MAG: An dieser Stelle eine Frage zu ihrem letzten Arbeitgeber. Der HSV erlebt eine schlimme Saison, in der auch Thomas Doll seinen Arbeitsplatz verlor. Wo sehen Sie die Ursachen für den Absturz und inwieweit hat der Abschied von Ihnen und Sergej Barbarez damit zu tun?

Zu Problemen anderer Vereine werde ich mich in der Öffentlichkeit nicht äußern. Ich hoffe aber, dass der HSV die Klasse hält.

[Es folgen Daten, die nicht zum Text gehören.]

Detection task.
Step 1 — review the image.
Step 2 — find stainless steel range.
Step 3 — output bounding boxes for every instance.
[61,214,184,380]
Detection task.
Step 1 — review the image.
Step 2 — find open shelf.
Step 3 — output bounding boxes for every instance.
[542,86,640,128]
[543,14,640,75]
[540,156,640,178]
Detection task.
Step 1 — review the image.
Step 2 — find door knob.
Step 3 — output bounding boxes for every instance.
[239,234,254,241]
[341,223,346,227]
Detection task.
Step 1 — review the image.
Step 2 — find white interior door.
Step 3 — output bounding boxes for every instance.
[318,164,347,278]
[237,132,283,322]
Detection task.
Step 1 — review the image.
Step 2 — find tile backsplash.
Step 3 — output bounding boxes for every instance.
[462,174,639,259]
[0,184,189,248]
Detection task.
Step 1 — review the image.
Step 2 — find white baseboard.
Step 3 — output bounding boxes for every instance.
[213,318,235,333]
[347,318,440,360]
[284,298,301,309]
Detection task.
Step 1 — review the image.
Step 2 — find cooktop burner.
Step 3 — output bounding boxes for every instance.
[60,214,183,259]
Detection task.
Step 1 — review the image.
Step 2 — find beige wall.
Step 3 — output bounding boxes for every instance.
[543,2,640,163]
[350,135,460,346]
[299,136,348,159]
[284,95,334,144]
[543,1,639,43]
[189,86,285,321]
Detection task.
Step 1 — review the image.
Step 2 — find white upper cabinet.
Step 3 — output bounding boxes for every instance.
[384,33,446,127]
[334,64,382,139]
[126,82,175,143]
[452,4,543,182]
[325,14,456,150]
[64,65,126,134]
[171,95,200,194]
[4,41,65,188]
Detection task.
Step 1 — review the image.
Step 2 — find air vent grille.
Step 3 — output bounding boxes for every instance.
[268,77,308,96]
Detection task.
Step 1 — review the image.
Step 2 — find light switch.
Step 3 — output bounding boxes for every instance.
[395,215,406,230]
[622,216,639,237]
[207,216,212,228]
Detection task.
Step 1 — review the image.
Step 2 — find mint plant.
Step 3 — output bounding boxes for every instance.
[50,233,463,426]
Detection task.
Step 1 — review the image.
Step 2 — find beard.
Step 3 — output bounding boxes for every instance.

MAG: Fußball-Forum.de ist eine Internetplattform. Wie nutzen Sie das Medium Internet, kennen Sie unsere Seiten vielleicht sogar und wo steht im Hause Beinlich der Computer?

Ihre Seite kannte ich bislang noch nicht. Ich nutze das Internet auch relativ selten. Der Computer steht bei uns im Arbeitszimmer.

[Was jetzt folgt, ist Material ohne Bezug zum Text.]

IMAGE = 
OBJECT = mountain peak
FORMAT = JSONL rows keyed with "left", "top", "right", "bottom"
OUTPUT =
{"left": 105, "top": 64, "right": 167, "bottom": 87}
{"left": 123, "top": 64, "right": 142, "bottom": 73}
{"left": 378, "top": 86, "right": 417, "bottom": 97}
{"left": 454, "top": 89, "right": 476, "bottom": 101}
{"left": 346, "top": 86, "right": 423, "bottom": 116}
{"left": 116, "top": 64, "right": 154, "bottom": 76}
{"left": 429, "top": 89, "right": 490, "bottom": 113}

MAG: Ihr Spitzname ist bekanntermaßen Paule. Wie kam es dazu?

Den hat mir in der Jugend mein damaliger Trainer verpasst. Wir hatten vier oder fünf Stefans in unserer Mannschaft. Deshalb sagte er, ich würde ab sofort Paule heißen.

MAG: Letzte Frage. Herr Beinlich, ihr Vertrag in Rostock läuft noch ein Jahr und mit dann 36 Jahren kann man schon mal über das Karriereende nachdenken. Spielen Sie mit dem Gedanken, den Kontrakt noch mal zu verlängern oder hängen Sie die Stiefel nach dann 17 Profijahren an den berühmten Nagel? Werden Sie dem Fußball nach dem Ende Ihrer aktiven Laufbahn in irgendeiner Weise erhalten bleiben?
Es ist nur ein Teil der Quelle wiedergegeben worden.